What are the best tools or services for converting a page of a PDF file to an image?
The first thing that usually shows up for converting PDF to PNG or JPEG is ImageMagick's
convert command, but it uses Ghostscript which has had security issues, so that was out of the question.
As an alternative, my first thought was to render the PDF with PDF.js in Puppeteer, then take a screenshot of the full page.
I then realised that PDF.js can run on a server with Node, rendering the PDF to a canvas provided by node-canvas and then saving it as PNG or JPEG.
This approach worked nicely locally, but it had problems running as a web service on now.sh because the PDFs were expecting a standard set of fonts to be available on the system, rather than having them embedded in the PDF.
Running the web service as an Express app in a Docker container based on the full
node:12 Docker image was the answer. Given a PDF URL, this web service can produce PNG or JPEG images of any page in a PDF at any size.
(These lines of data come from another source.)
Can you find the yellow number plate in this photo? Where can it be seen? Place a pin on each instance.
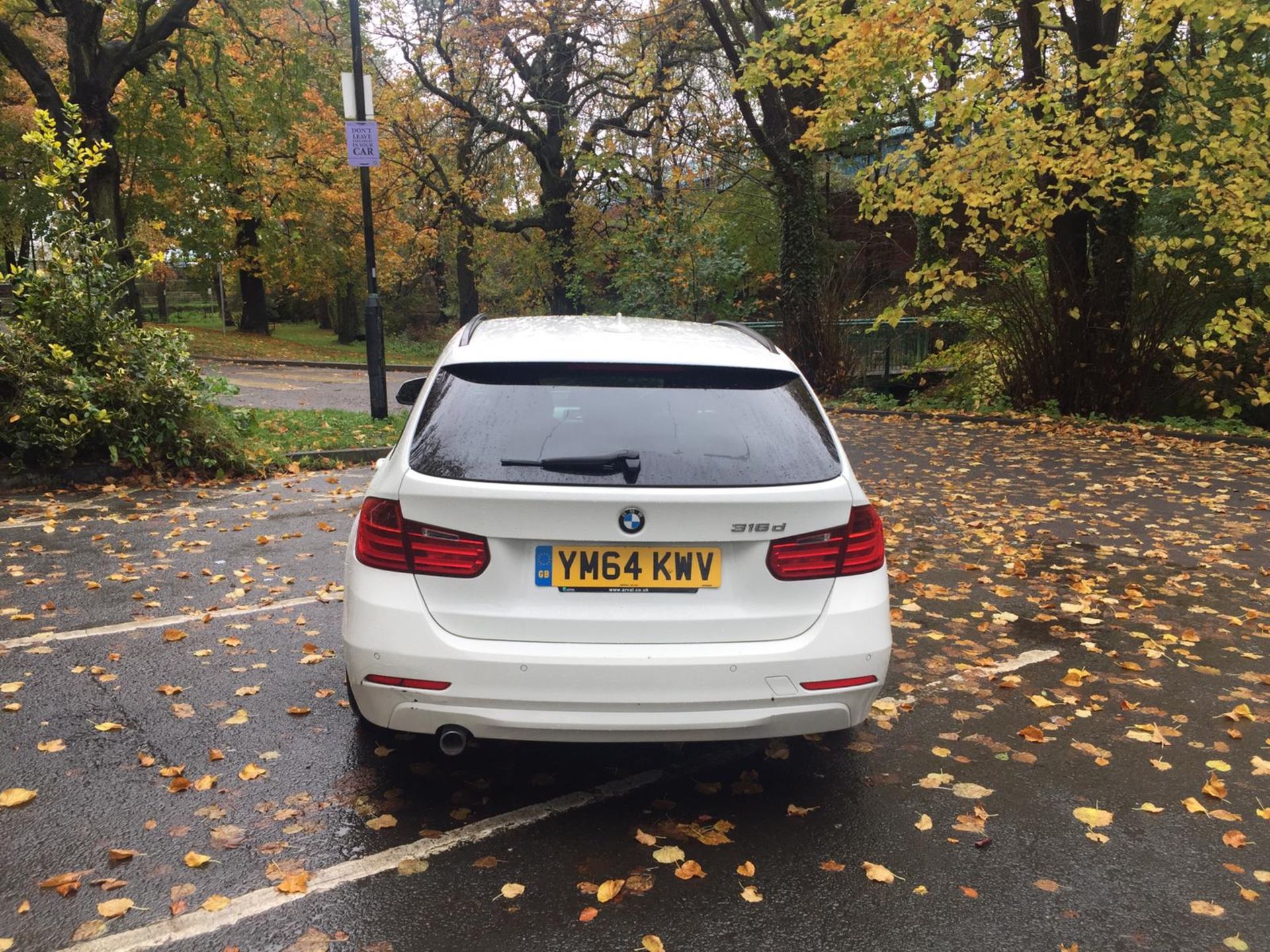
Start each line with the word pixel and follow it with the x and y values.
pixel 628 568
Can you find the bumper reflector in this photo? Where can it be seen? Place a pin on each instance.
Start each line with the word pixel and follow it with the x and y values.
pixel 407 682
pixel 840 683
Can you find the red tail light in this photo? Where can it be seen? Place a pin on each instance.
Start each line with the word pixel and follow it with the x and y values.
pixel 407 682
pixel 388 539
pixel 854 549
pixel 840 683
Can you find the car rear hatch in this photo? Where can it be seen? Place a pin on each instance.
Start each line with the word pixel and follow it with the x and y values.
pixel 624 504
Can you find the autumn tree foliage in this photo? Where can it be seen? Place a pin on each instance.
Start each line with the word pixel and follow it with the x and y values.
pixel 563 84
pixel 102 44
pixel 1091 175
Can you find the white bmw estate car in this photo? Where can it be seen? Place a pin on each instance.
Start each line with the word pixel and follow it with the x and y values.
pixel 613 528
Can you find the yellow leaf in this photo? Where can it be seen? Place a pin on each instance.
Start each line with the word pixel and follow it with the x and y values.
pixel 295 881
pixel 1093 816
pixel 17 796
pixel 876 873
pixel 690 869
pixel 609 889
pixel 113 908
pixel 412 866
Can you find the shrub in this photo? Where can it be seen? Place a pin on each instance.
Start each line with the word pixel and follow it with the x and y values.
pixel 79 381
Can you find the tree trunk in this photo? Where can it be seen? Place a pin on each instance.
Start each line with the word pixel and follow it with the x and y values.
pixel 465 273
pixel 560 235
pixel 349 315
pixel 255 313
pixel 803 233
pixel 102 188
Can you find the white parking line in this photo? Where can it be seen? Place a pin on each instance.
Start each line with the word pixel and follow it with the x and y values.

I was then looking at image conversion library libvips. It uses pdfium for reading PDF files if available, otherwise it uses poppler. It seems like pdfium isn't so easy to work with at the moment, so I didn't try too hard to build the library and make it available to vips. Instead, I simply ran
vipsthumbnail test.pdf --size 1600x -o test.jpg and got an image of the first page!
Finally, I was looking at Cloudinary's image transformation API, which supports lots of image formats and paged media like PDF. With this API, converting a PDF page to a JPEG image is simply a matter of building the right URL.